Well, you might start with asking what she wants to do with her future. That would give her a chance to drop hints as to whether that does or does not include you. If it is ambiguous…“I’d like to find a nice man and settle down and have children”…you can ask, “Do you think I might possibly be that nice man, or would you rather keep me in the friend category?” The main idea is that you are asking what she wants and listening to what she has to say, rather than putting it in terms of what you want…this is always charming.
If she skirts the question you are interested in, you can be a bit more blunt, “You are so bright, I think you’ll make a fine lawyer. Have you decided whether you are interested in settling down, too?” That is, be careful not to make it sound as if you think a professional career and marriage might be incompatible–like saying, “That’s great, but what about marriage and children?” unless that is what you do think. We professional women can be overly sensitive on that point, on behalf of others with different goals than we have, even. Just know that this is one potential minefield in your way.
If it is unambigous, you can slip in your side as a joke, “Oh, shucks, not getting married? I could have gotten my hopes up for someone like you! Well, you will make a fine religious, I’m sure. If I’m going to lose a woman like you, let it be to Jesus!” In that case, she will be relieved to not have lost a friend when the process of discernment makes her want to keep everyone she can.
If it is along the lines of, “I feel like I’m still on the rebound” or “I still have strong feelings for someone who doesn’t reciprocate”, then you might say: “You are a wise woman, and an honest one. I’m glad you were frank with me about that. If you would like, though, we can still go out for Valentine’s Day, just to someplace very UN-romantic. It’s up to you.” As long as you are not a doormat and make your possible interest in something more serious clear, being a true friend when a woman needs one is not a bad way to move up to better things later on. If she holds you as an “I like you, get back to me” then stay in the “I like you, and if I’m still available, then sure, feel free to get back to me” category. You don’t have to shut the door to let her know you aren’t feeling a necessity to keep it open for her. Fair is fair.

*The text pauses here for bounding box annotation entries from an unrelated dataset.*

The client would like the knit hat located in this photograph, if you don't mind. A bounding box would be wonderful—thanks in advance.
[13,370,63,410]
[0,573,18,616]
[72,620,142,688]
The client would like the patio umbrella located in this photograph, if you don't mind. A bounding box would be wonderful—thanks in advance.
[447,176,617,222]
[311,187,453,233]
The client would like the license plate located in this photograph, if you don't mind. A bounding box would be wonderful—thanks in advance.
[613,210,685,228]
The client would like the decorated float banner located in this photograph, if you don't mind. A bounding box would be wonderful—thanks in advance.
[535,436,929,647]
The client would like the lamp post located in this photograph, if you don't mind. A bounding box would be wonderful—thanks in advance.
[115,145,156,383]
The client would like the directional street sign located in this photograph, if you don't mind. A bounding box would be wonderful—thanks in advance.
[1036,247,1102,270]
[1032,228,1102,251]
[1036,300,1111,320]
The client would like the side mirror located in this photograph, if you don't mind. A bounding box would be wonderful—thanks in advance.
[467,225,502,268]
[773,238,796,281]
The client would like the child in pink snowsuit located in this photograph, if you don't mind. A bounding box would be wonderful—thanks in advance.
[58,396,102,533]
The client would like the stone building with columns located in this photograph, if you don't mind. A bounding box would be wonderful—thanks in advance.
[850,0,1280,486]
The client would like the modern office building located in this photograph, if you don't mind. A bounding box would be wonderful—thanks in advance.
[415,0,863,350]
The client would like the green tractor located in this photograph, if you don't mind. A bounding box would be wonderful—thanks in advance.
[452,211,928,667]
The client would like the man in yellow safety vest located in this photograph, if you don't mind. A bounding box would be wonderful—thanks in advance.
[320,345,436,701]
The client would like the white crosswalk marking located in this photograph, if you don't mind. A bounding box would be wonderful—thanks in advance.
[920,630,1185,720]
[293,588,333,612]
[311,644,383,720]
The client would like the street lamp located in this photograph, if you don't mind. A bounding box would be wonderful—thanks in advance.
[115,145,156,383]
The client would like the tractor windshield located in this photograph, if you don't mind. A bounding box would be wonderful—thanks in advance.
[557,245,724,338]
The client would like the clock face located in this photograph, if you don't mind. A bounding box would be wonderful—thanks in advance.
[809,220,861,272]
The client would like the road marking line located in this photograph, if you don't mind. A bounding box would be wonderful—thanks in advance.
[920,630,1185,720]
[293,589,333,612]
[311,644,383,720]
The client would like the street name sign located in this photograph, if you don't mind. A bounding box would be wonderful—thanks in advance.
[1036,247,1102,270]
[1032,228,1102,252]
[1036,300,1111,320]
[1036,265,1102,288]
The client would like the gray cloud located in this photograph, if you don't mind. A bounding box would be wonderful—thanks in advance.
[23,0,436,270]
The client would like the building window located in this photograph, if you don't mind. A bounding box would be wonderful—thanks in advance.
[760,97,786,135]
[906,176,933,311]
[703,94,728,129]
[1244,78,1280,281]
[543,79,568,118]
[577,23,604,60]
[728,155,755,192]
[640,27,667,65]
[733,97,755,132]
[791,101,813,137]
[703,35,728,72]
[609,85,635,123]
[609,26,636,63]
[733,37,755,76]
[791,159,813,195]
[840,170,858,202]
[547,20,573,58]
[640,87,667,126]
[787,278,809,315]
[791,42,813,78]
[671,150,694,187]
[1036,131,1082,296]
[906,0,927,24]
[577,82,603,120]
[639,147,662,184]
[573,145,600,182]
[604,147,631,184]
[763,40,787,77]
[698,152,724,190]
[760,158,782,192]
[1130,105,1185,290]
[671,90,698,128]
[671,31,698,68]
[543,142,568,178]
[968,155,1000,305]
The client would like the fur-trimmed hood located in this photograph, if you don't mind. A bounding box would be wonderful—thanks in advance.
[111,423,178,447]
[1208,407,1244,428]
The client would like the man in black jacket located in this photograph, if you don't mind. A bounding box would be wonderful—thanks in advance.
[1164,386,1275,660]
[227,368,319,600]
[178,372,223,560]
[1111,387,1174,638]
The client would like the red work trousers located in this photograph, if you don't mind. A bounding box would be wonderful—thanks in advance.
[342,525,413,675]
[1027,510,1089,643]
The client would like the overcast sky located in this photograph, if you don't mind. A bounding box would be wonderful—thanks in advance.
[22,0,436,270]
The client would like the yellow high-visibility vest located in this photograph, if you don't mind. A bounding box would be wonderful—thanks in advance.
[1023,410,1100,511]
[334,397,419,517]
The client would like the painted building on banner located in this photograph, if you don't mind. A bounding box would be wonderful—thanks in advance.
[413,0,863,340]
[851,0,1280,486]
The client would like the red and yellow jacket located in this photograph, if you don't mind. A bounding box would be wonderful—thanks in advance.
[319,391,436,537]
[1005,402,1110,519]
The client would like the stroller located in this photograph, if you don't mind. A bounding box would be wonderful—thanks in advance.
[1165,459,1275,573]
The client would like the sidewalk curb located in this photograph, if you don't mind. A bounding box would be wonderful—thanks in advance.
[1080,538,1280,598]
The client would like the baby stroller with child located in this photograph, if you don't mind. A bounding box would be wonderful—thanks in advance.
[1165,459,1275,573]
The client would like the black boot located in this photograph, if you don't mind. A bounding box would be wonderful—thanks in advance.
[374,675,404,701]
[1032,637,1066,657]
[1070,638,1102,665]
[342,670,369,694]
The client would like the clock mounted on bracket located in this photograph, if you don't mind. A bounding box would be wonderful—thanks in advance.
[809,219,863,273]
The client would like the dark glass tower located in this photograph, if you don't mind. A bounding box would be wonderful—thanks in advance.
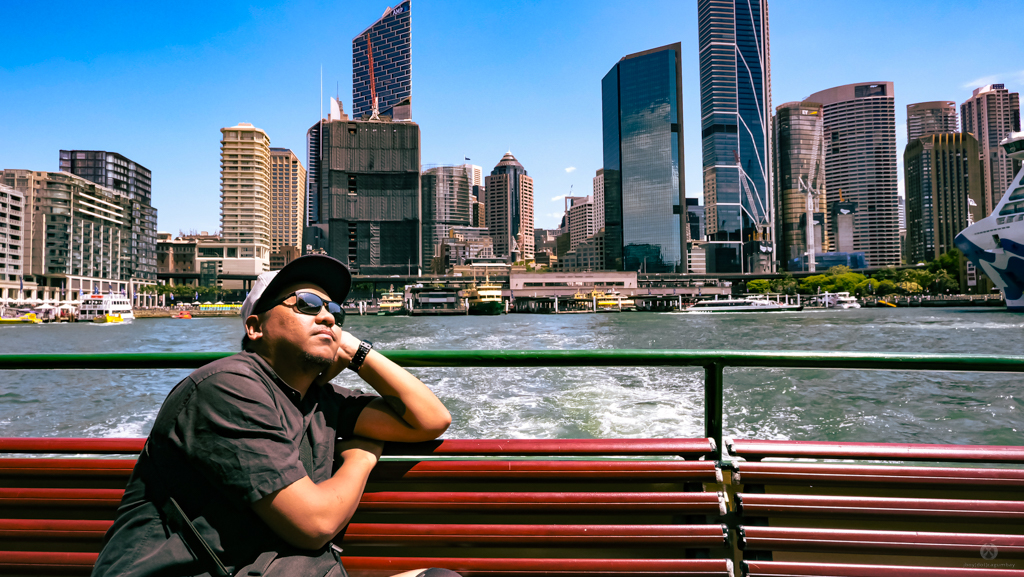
[697,0,775,273]
[601,43,686,273]
[352,0,413,120]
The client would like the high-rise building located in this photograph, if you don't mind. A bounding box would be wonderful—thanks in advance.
[315,117,423,275]
[903,132,984,264]
[601,43,686,273]
[772,101,826,271]
[420,165,473,269]
[961,84,1021,216]
[483,151,534,262]
[305,96,348,226]
[352,0,413,120]
[220,122,271,275]
[565,197,597,250]
[0,169,144,300]
[60,151,157,282]
[906,100,958,142]
[270,149,306,252]
[592,168,604,231]
[805,82,900,266]
[697,0,776,274]
[0,184,30,300]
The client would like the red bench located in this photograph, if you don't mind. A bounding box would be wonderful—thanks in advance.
[729,441,1024,577]
[0,439,732,577]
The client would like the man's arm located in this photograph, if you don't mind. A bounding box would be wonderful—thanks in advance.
[252,439,382,549]
[317,333,452,443]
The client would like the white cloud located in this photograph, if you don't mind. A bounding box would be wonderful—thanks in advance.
[961,70,1024,89]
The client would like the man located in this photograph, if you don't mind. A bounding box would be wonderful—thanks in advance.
[93,255,456,577]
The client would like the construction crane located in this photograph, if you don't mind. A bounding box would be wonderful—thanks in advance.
[367,32,380,120]
[797,122,823,273]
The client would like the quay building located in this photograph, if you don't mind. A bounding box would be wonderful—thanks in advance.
[0,169,156,304]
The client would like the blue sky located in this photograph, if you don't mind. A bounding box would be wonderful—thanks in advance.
[0,0,1024,234]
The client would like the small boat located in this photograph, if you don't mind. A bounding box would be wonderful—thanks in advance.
[463,280,505,315]
[92,314,125,323]
[0,313,43,325]
[377,285,409,317]
[684,296,804,314]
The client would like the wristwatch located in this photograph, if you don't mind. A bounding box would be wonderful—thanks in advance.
[348,340,374,373]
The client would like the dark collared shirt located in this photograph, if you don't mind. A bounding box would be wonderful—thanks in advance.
[93,353,376,577]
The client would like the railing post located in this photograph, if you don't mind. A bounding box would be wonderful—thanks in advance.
[705,361,725,461]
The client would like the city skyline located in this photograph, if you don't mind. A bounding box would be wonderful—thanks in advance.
[0,1,1024,233]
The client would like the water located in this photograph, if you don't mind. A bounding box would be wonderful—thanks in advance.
[0,308,1024,445]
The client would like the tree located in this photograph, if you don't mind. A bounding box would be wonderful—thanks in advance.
[746,279,771,293]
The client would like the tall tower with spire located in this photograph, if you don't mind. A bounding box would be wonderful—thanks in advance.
[483,151,534,262]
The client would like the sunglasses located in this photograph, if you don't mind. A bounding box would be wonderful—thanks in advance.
[260,291,345,327]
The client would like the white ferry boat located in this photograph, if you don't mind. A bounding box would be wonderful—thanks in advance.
[78,294,135,323]
[684,296,804,314]
[953,132,1024,313]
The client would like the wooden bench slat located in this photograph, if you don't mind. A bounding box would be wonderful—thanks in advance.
[727,439,1024,463]
[733,462,1024,487]
[342,523,726,547]
[342,557,732,577]
[736,493,1024,520]
[358,491,726,514]
[739,526,1024,557]
[743,561,1024,577]
[0,438,715,457]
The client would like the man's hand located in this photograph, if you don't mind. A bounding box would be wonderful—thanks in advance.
[313,331,360,386]
[334,437,384,466]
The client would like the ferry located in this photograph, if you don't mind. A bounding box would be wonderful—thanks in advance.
[683,295,804,314]
[78,294,135,322]
[463,281,505,315]
[377,285,409,317]
[953,132,1024,313]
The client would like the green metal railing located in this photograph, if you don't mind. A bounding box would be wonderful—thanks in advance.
[0,348,1024,457]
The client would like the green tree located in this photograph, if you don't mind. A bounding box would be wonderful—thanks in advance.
[746,279,771,293]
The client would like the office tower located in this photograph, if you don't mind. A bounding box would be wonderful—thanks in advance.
[420,166,473,267]
[804,82,900,266]
[565,197,597,250]
[483,151,534,262]
[593,168,604,231]
[0,169,138,300]
[697,0,776,274]
[0,184,29,300]
[270,149,306,252]
[305,96,348,226]
[686,199,705,244]
[961,84,1021,216]
[906,100,958,142]
[220,122,271,275]
[60,151,157,284]
[903,132,984,264]
[601,43,686,273]
[352,0,413,120]
[772,101,826,271]
[317,117,423,275]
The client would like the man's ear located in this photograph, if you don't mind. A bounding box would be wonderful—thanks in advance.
[246,315,263,342]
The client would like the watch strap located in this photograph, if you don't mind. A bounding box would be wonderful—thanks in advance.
[348,340,374,373]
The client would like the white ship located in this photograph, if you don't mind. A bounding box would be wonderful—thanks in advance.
[954,132,1024,313]
[78,294,135,322]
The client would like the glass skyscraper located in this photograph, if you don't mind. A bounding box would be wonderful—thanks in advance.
[697,0,776,273]
[352,0,413,120]
[601,43,686,273]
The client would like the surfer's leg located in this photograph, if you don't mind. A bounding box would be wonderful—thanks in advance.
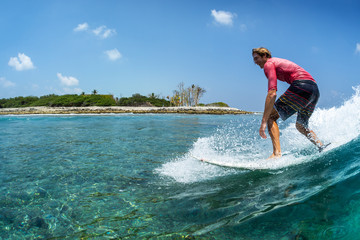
[296,122,324,149]
[267,108,281,158]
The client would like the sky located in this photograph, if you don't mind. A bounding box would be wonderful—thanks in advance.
[0,0,360,111]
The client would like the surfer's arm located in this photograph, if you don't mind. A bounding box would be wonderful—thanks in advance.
[259,89,276,138]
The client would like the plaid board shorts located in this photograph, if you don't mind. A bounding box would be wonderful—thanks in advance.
[274,80,320,128]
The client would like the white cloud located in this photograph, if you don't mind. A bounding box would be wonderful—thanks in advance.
[211,9,236,26]
[92,25,116,39]
[74,22,89,32]
[355,43,360,54]
[105,48,122,61]
[57,73,79,87]
[0,77,15,88]
[8,53,35,71]
[240,23,247,32]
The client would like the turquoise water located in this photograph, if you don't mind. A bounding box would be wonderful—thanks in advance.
[0,89,360,239]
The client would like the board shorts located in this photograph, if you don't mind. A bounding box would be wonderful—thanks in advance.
[274,80,320,128]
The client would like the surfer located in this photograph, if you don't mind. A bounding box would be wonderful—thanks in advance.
[252,47,327,158]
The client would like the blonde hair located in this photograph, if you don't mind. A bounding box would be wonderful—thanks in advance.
[252,47,271,58]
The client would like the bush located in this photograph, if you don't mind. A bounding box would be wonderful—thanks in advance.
[118,93,170,107]
[206,102,229,107]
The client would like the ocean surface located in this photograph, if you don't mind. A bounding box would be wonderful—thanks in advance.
[0,87,360,240]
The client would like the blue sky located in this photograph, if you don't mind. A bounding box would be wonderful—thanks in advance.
[0,0,360,111]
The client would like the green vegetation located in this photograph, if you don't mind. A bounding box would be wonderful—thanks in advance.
[118,93,170,107]
[0,83,228,108]
[0,94,117,108]
[205,102,229,107]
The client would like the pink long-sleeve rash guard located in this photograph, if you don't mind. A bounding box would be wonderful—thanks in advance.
[264,57,315,91]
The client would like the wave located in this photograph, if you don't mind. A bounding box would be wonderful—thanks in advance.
[156,86,360,232]
[158,86,360,183]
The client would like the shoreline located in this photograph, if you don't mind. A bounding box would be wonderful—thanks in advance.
[0,106,254,115]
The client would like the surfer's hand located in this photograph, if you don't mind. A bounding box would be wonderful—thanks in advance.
[259,123,266,139]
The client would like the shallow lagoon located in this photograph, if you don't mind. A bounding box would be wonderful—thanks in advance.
[0,113,360,239]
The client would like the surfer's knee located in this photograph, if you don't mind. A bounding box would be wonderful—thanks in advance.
[295,122,309,135]
[268,110,280,125]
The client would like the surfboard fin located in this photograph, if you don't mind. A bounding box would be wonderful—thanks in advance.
[319,143,331,153]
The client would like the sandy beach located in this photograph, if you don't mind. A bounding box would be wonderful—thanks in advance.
[0,106,252,115]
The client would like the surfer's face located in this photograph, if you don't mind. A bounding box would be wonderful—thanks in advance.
[253,53,267,68]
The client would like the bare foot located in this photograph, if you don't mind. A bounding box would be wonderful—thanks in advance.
[268,153,281,159]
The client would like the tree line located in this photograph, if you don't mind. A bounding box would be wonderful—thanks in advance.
[0,83,228,108]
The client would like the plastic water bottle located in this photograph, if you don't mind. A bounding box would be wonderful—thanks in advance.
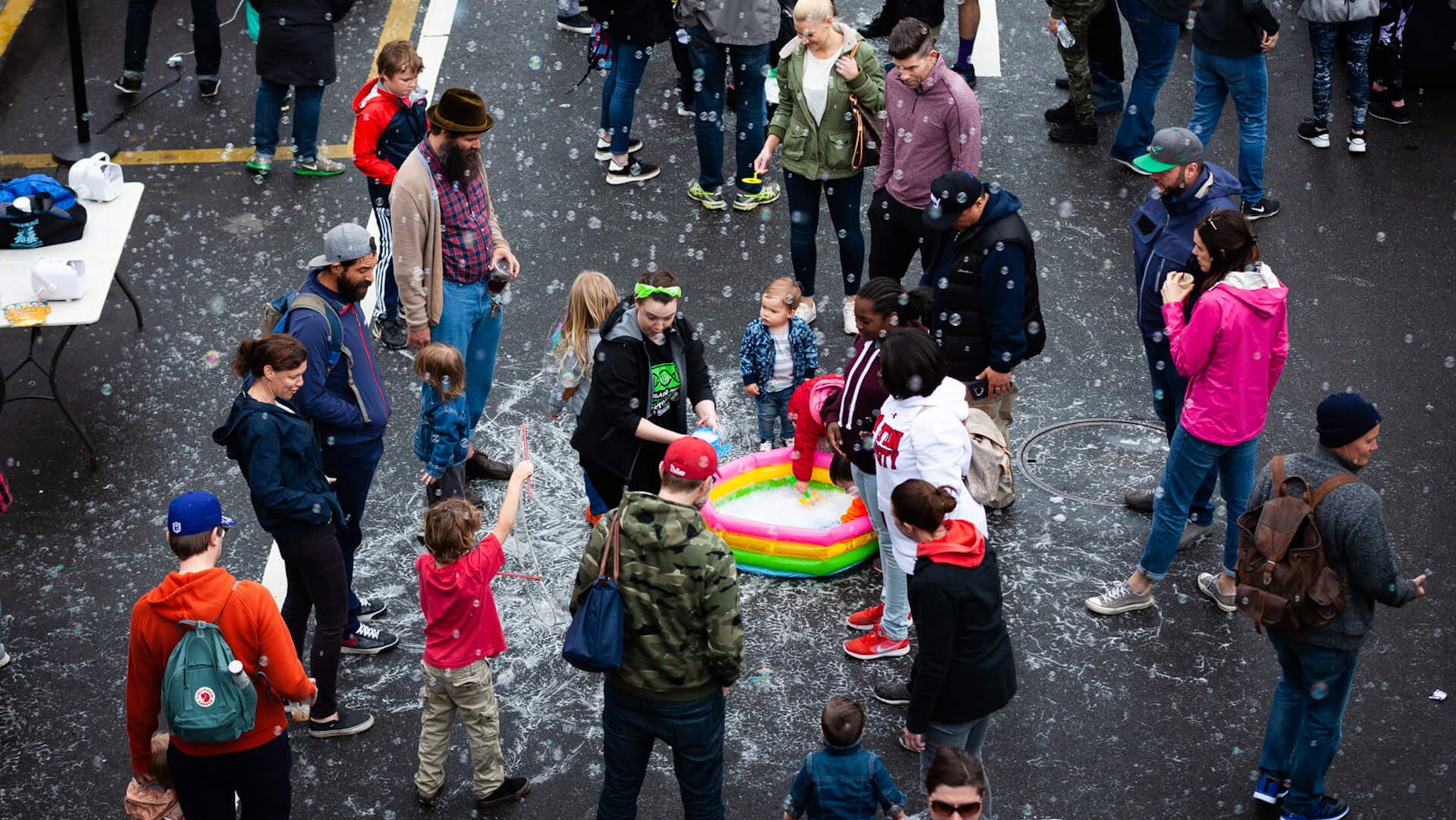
[227,660,253,689]
[1057,17,1077,48]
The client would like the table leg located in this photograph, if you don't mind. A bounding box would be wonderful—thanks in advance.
[116,271,146,330]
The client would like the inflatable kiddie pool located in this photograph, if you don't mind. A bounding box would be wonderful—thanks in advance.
[702,447,880,578]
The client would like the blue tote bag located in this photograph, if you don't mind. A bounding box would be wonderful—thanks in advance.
[561,510,621,672]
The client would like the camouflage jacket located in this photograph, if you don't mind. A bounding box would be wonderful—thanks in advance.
[571,492,743,700]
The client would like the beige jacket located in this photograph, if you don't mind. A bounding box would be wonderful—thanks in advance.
[389,147,511,330]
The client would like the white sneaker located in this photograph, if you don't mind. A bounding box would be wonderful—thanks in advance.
[794,298,818,322]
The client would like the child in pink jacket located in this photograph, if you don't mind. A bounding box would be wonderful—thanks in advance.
[1086,210,1289,615]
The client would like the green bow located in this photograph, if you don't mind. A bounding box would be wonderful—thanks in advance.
[632,283,683,302]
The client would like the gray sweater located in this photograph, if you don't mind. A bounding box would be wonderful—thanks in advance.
[1248,447,1415,651]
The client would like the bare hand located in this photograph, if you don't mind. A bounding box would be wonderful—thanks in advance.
[1162,271,1193,304]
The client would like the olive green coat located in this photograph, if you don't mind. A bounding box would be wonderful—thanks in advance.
[769,22,885,179]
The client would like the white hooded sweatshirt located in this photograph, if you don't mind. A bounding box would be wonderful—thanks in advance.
[875,377,985,574]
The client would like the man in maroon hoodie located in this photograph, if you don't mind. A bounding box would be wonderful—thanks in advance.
[127,492,317,820]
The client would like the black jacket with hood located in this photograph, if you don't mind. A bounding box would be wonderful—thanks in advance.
[571,300,713,479]
[212,392,343,536]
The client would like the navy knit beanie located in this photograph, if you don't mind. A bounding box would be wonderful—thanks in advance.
[1315,394,1381,449]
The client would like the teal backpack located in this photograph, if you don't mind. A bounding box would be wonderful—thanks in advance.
[161,582,257,743]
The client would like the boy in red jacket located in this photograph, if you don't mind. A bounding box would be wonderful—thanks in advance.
[127,492,317,820]
[354,39,426,349]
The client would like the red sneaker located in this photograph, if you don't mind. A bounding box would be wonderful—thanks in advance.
[844,623,910,661]
[844,602,885,632]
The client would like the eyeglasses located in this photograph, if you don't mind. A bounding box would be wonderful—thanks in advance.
[931,799,981,817]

If she sounds as if something serious with you might be a possibility in her future, you might say, “Well, it is too soon to talk about marriage, after only 10 weeks, but for this year, would you like to be my Valentine?” If so, you can make plans for a more romantic outing than you’ve had in the past. If not, she’s only turned you down as a Valentine. That is something you can cope with in good humor without ruining the whole evening…“Well, you will make someone a fine catch, and I didn’t want to lose you for having not asked!” Either way, you want to be a guy interested in finding a woman, not a stalker. Make it totally OK for her to be just as interested as she is, and not one bit more. That is very attractive, as it makes you seem both self-confident and genial. Do not make all this very serious; that can be scary.
If she doesn’t want to be your Valentine this year or any other, you’ve given her a chance to let you know how she feels without putting her in a position that she has to reject a stronger declaration on your part. She’ll appreciate that, I think, no matter how she feels about you.
Whatever you do, do not lay a big guilt trip on her about your feelings. Do not act as if she is your last chance on the planet for marital happiness. That is creepy and off-putting. (And thank goodness, it sounds as if it is not true.)
That is the nice thing about Valentine’s Day. It is something that gradeschool kids celebrate. It is not a lifetime commitment, just a day to celebrate the joys of simple affection and an excuse to buy chocolate. It doesn’t have to be more than that. Use that to your advantage!